Now you’ll find that any users (who don’t have admin permissions within LiveCycle) who try to log into the Launchpad app will get an error like: "Server configuration specified here is invalid. Do you want to reconfigure the server settings?"

Error message after login - Server configuration specified here is invalid. Do you want to reconfigure the server settings?

Permissions

So, once users have the app, you need to ensure that normal users can use it without needing admin access all through the LiveCycle server.
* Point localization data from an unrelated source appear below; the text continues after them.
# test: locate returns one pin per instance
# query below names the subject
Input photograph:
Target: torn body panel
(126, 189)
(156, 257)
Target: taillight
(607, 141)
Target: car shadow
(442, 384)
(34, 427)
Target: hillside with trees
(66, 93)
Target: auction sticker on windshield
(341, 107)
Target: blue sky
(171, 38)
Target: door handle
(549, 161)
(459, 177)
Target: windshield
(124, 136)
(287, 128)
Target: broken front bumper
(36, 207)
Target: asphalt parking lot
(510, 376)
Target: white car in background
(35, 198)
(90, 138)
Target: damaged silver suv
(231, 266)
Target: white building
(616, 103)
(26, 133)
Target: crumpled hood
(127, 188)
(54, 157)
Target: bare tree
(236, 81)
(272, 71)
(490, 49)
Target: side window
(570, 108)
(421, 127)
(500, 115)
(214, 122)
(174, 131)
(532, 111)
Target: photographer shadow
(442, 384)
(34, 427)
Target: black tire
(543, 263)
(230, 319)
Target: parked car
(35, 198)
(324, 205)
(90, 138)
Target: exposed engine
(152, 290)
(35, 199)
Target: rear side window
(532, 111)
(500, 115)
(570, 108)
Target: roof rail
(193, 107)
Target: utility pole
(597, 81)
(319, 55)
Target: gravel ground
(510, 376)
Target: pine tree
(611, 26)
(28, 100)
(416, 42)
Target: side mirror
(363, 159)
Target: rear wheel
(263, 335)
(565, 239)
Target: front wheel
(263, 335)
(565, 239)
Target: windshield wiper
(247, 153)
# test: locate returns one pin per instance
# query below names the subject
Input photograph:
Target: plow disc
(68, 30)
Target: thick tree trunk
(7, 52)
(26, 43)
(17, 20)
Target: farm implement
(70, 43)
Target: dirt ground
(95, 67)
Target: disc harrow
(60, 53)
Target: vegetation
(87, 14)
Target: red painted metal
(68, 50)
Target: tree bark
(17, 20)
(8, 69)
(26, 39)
  • Log into the LiveCycle admin console (as a user with at least some admin privileges):
    http://LiveCycleServer:8080/adminui/
  • Go to Settings -> User Management -> Role Management
  • Create a New Role, I called mine LaunchPad User, and obviously fill out the description field

  • Assign them enough permissions to use the Launchpad app, according to these articles they need these permissions at a minimum they’ll need "Repository Read", "Repository Traverse", "Repository Write", "Document Upload" and they’ll also need the PDFG User role assigned as well. Depending on your LiveCycle config, and which modules you have, you may have to give them additional permissions to other modules to give them all of the available modules. See these articles for more info on permissions needed: Adobe Knowledgebase: Unable to use LiveCycle Launchpad services without administrative role - LiveCycle Launchpad ES2 (9.x) and Adobe Forums: Launchpad ES2 - Logging In Issue.

  • Now assign these roles to end users (or preferably to a group to keep things tidy).

Done! You should now be able to deploy and give your users access to LiveCycle Launchpad. Next up (hopefully) deploying the LiveCycle ES2 PDFG Windows printer to your non-administrative users.